Виктор встретил на полдороге: посигналил фонариком. Сошлись. Почему-то по его плащ-палатке слишком шумно барабанил дождь — как по жести.
— Что у тебя горит в такой дождь?
— Они хотели стреляться. — Кто?
— Князь и цыган.
— Ты что, ошалел?
— Я? Они ошалели.
— Из-за чего?
— Из-за бабы, естественно.
— Из-за Лики?
— Я от такого искушения давно бы избавился. Лика ваша — многолика. Тебе не хочется подстрелить кого-нибудь из-за нее?
— Не городи ерунды! И не изображай себя святым. Передо мной. Рассказывай, что произошло.
— Думаешь, я много знаю. Меня подняла дневальная Роза Бейлина. Я спал. Бабы — как шпионки, их хлебом не корми, а дай послушать, о чем говорят командиры. Твоя любимица Балашова все секреты выведывает. Когда в бараках жили, она буквально мучилась — там под дверью не станешь. А в землянке — стань у трубы, с искрами слова летят…
— Слушай! Ты сам похож на бабу. Что ты начинаешь с горшков? Что услышала твоя Роза?
— Думаешь, можно было понять, что она услышала? Она вытянула меня сонного из землянки на дождь. За шиворот тащила. Хорошо, я спал в штанах…

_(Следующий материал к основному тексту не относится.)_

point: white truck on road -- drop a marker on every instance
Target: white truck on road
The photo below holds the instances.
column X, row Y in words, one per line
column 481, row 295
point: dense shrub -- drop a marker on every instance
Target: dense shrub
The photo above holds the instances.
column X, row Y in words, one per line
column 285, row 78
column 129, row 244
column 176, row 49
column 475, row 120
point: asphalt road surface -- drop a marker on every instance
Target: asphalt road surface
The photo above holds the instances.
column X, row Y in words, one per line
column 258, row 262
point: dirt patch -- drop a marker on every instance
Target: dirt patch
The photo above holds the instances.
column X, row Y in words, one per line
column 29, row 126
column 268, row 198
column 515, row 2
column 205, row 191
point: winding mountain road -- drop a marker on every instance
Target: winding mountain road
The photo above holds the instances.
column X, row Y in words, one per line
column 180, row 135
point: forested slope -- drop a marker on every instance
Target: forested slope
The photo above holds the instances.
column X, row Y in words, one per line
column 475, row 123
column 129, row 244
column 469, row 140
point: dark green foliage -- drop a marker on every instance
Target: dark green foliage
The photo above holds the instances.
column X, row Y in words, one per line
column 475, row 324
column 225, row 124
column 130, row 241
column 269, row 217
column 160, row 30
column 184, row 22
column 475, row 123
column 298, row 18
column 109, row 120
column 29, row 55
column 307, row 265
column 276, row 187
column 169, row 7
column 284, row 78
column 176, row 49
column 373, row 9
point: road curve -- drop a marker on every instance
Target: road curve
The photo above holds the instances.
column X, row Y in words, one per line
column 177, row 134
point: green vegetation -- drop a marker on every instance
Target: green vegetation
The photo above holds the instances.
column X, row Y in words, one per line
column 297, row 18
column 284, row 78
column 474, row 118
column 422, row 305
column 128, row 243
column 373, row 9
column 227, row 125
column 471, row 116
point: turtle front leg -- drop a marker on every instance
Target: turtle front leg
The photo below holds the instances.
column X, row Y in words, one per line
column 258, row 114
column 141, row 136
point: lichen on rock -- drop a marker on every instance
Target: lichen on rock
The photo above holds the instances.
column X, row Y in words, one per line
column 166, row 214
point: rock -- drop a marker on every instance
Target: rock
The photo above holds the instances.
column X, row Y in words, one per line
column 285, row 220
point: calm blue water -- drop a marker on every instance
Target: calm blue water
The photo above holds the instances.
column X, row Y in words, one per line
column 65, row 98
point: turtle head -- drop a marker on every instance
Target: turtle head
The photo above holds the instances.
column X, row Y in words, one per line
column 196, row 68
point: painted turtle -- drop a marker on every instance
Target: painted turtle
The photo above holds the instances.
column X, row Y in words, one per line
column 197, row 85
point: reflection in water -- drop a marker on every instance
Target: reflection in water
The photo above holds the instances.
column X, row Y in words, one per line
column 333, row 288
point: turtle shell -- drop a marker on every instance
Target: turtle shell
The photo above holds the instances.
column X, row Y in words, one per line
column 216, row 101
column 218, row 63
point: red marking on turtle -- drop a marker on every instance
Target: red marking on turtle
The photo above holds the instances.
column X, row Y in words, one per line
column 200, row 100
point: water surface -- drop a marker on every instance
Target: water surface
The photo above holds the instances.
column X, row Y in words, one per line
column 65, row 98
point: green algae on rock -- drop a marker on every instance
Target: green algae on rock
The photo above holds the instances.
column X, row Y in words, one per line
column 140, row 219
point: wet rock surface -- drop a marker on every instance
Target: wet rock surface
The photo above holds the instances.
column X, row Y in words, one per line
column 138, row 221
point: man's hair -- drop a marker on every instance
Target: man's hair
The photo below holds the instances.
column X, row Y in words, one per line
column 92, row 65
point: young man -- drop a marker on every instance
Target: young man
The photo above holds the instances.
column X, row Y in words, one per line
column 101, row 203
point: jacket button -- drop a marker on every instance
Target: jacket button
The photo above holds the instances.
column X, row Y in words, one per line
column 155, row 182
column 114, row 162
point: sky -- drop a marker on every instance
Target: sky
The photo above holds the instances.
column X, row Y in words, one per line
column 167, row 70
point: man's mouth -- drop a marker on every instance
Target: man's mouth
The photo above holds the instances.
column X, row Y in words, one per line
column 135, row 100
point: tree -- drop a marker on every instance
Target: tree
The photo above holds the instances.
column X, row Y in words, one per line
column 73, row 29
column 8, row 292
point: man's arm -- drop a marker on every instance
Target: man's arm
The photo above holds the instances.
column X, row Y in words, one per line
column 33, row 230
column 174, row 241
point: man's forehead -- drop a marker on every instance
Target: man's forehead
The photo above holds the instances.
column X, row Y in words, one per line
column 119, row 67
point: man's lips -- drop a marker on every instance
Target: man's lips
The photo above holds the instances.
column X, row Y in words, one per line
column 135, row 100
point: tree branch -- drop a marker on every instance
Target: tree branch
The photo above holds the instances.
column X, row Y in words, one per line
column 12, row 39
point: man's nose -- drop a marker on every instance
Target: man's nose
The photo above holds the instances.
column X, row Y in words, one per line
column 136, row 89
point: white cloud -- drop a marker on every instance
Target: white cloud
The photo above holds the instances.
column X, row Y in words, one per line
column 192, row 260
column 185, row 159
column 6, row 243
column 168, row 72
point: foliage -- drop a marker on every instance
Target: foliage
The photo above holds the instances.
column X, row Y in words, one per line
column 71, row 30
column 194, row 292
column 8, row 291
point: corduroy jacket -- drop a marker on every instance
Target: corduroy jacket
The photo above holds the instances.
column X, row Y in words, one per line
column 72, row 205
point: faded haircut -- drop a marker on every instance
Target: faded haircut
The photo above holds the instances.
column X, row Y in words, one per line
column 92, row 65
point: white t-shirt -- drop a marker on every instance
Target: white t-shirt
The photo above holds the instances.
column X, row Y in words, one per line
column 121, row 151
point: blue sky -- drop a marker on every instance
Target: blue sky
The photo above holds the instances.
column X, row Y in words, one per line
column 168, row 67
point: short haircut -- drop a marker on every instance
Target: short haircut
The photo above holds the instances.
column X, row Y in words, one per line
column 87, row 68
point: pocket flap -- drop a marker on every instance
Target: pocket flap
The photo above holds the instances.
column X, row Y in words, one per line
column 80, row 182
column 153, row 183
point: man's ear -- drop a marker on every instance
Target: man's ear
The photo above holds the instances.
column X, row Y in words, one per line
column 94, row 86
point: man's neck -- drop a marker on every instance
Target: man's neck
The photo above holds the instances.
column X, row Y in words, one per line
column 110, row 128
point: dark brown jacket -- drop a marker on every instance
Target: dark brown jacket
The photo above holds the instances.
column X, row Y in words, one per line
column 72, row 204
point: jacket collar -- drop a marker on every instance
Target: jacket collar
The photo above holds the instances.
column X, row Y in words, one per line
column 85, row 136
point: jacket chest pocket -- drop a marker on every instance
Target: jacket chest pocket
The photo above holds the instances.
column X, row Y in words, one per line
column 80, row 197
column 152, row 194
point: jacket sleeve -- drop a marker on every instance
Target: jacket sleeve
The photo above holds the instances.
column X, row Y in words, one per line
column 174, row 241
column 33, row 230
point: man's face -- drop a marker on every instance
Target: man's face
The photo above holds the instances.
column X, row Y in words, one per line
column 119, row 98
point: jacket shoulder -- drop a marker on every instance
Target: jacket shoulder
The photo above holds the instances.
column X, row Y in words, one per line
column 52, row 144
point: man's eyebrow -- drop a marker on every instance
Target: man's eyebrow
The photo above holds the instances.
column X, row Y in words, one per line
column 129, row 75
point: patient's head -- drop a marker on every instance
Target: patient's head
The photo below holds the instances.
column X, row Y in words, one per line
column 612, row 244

— Ты что, издеваешься надо мной?
— Какое, к черту, издевательство! Девчонку трясло. «Ой-ой, командира спасайте! Они стреляются!» Я сразу догадался, кто это они. Натянул сапоги и в нижней рубашке — в комбатову землянку. Они стояли друг перед другом, держась за кобуры. Петухи, да и только. Но не красные, а белые… побледневшие. Ты же знаешь, Данилов в гневе всегда белеет, меня его бледность не однажды пугала. Смуглое лицо делается пепельным. Я потребовал у них пистолеты. Ох, такого его бешенства никто еще не видел! Он не закричал — прошептал, но как прошептал! Ты услышал бы! Закомандовал мне: «Кру-гом!» Да меня не испугаешь. Я пригрозил, что подниму батарею по тревоге и вызову командира дивизиона. Стал между ними. И Шаховский молча покинул землянку. А цыган выхватил пистолет и хотел броситься за ним. Но я заслонил двери. Он тыкал мне дулом в зубы. Губу рассек, идиот… Мог застрелить, как думаешь?